В мае 1937 года с благословения «Таймс» и Арнольда Дейча Ким вновь выехал в Испанию. На этот раз он заручился рекомендательными письмами от немецкого посольства в Лондоне, где был хорошо известен как «сочувствующий». Но и без этого отношение к нему франкистов заметно изменилось к лучшему. Корреспондент «Таймс» считался важной персоной. Тем не менее Филби продолжал использовать свое прошлое знакомство с Риббентропом для укрепления положения и расширения связей.

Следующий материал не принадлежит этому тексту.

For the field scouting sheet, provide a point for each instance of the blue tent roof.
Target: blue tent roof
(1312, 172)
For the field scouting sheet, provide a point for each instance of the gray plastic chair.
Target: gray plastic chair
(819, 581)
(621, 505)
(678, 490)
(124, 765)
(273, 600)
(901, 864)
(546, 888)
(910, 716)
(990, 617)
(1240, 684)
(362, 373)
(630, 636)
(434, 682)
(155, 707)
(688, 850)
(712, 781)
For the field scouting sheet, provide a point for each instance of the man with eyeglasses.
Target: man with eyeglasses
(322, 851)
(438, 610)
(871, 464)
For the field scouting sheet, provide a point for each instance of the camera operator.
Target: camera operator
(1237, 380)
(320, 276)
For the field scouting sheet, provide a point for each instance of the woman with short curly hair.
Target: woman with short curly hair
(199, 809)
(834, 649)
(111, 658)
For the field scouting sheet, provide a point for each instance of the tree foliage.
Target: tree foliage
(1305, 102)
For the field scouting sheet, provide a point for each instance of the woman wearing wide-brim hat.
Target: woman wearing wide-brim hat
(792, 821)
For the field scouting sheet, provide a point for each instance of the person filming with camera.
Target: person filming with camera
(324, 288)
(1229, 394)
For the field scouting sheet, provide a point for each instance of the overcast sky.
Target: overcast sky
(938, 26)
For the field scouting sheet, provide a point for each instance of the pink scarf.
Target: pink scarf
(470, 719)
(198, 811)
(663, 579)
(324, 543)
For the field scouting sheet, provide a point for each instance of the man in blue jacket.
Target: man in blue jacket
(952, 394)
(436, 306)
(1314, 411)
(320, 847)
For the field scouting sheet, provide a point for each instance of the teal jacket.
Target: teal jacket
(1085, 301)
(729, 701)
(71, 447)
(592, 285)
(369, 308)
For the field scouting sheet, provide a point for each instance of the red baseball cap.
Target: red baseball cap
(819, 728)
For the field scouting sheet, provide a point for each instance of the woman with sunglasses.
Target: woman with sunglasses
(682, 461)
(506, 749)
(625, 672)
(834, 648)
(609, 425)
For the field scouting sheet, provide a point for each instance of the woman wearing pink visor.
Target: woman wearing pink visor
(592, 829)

Даже пятиминутная встреча с Риббентропом, которая ничего не давала Филби с точки зрения информации, оказывала громадное влияние на развитие его контактов с нужными людьми. Как только они узнавали, что Филби был принят Риббентропом, то начинали вести себя гораздо свободнее и говорили о тех вещах, о которых никогда бы не посмели говорить ему, будь он простым журналистом. Может быть, именно эта тактика открыла Филби дорогу к знакомству и «дружбе» с начальником абвера в Испании.

Работать в стане франкистов человеку с коммунистическими убеждениями означало постоянно испытывать большой психологический стресс. Ему приходилось посещать поля сражений, усеянные телами убитых и раненых товарищей, быть свидетелем их расстрелов и казней. «Это почти невозможно описать, — рассказывает Филби. — Это было страшное испытание. Я старался в своих статьях подавить всякое чувство. Я старался сообщать только холодную информацию».

Война в Испании закончилась. Воцарился фашистский режим Франко. Для разведчиков и журналистов страна превращалась в тихую заводь. В начале августа 1939 года Филби вернулся в Лондон. Над Польшей уже нависла военная угроза. В редакции «Таймс» ему сказали, что в случае войны он будет главным военным корреспондентом и его корпункт будет находиться при штабе английских войск.

…В 1940 году, уже после падения Франции под натиском гитлеровских войск и возвращения Филби в Лондон, его вызвали в редакцию «Таймс» и сказали: «Вам звонили из Военного министерства. Капитан Шелдон хочет видеть вас».

Первые шаги Филби на пути в английскую разведку закончились. Он «вышел на большую дорогу». Как и другие члены «кембриджской пятерки», Ким Филби еще долгие годы продолжал работу в советской разведке. Рассказ об их делах — в следующих томах очерков.